I'm starting out with numpy and was trying to figure out how its arrays work for column vectors. Defining the following:
x1 = np.array([3.0, 2.0, 1.0])
x2 = np.array([-2.0, 1.0, 0.0])
And calling
print("inner product x1/x2: ", np.inner(x1, x2))
Produces inner product x1/x2: -4.0
as expected - this made me think that numpy assumes an array of this form is a column vector and, as part of the inner function, tranposes one of them to give a scalar. However, I wrote some code to test this idea and it gave some results that I don't understand.
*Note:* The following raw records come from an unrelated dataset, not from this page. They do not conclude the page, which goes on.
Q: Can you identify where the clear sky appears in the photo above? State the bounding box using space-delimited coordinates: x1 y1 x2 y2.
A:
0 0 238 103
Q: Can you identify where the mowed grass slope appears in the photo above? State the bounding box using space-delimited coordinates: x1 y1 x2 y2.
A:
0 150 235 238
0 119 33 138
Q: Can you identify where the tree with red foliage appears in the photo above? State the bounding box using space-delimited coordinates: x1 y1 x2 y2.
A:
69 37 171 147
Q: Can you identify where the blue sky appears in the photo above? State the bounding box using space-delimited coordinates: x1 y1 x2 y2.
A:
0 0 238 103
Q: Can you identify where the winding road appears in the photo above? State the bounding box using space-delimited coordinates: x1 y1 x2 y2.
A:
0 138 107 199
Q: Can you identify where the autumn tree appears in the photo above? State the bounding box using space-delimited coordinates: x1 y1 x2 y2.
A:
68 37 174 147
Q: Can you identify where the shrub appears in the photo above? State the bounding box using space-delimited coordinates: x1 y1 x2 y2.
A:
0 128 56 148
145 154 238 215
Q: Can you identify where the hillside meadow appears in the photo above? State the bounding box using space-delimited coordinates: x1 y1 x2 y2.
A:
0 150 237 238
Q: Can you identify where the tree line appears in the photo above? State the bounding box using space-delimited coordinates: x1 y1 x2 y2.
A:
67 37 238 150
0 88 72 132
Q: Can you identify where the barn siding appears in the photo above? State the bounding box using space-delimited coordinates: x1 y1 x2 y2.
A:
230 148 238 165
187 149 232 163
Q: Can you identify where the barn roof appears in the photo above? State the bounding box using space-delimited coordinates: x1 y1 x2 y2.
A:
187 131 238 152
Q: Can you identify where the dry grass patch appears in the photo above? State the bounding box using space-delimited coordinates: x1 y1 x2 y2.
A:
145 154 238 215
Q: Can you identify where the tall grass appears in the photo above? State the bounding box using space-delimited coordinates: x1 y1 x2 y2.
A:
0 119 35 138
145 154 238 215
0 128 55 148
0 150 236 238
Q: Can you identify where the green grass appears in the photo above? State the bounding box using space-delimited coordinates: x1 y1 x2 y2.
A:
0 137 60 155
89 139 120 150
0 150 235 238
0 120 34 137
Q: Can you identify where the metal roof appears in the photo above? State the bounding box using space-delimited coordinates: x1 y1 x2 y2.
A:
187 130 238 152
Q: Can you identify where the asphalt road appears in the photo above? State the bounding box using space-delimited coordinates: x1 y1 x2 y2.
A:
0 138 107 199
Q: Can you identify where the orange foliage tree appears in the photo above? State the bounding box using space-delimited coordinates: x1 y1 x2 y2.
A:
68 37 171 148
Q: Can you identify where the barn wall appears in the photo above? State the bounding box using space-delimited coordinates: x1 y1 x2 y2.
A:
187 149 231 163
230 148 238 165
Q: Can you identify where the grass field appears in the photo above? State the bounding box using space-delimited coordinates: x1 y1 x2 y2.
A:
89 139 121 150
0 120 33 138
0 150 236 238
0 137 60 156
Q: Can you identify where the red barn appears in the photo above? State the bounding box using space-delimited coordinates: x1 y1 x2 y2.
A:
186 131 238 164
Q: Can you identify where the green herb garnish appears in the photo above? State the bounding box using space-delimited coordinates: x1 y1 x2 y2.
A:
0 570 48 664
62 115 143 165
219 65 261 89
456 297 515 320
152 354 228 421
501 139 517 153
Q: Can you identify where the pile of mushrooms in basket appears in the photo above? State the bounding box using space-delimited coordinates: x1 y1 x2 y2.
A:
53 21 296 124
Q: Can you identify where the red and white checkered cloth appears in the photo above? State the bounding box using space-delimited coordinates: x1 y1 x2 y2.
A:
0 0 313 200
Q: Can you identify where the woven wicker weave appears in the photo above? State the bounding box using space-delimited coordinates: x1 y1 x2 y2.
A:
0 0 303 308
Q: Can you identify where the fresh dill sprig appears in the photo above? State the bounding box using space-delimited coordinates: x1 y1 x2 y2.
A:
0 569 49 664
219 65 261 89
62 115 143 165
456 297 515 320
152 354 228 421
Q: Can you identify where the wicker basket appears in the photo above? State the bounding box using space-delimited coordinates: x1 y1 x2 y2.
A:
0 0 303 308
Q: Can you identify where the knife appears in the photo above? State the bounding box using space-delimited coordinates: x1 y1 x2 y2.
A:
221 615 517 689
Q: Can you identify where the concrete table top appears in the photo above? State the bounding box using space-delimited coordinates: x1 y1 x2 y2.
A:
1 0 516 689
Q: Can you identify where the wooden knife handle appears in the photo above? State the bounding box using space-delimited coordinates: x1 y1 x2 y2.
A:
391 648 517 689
After doing some googling about how to specify that an array is a column vector using .T
I defined the following:
x = np.array([1, 0]).T
xT = np.array([1, 0])
Where I intended for x to be a column vector and xT to be a row vector. However, calling the following:
print(x)
print(x.shape)
print(xT)
print(xT.shape)
Produces this:
[1 0]
(2,)
[1 0]
(2,)
Which suggests the two arrays have the same dimensions, despite one being the transpose of the other. Furthermore, calling both np.inner(x,x)
and np.inner(x,xT)
produces the same result. Am I misunderstanding the .T
function, or perhaps some fundamental feature of numpy/linear algebra? I don't feel like x & xT should be the same vector.
Finally, the reason I initially used .T
was because trying to define a column vector as x = np.array([[1], [0]])
and calling print(np.inner(x, x))
produced the following as the inner product:
[[1 0]
[0 0]]
Which is the output you'd expect to see for the outer product. Am I misusing this way of defining a column vector?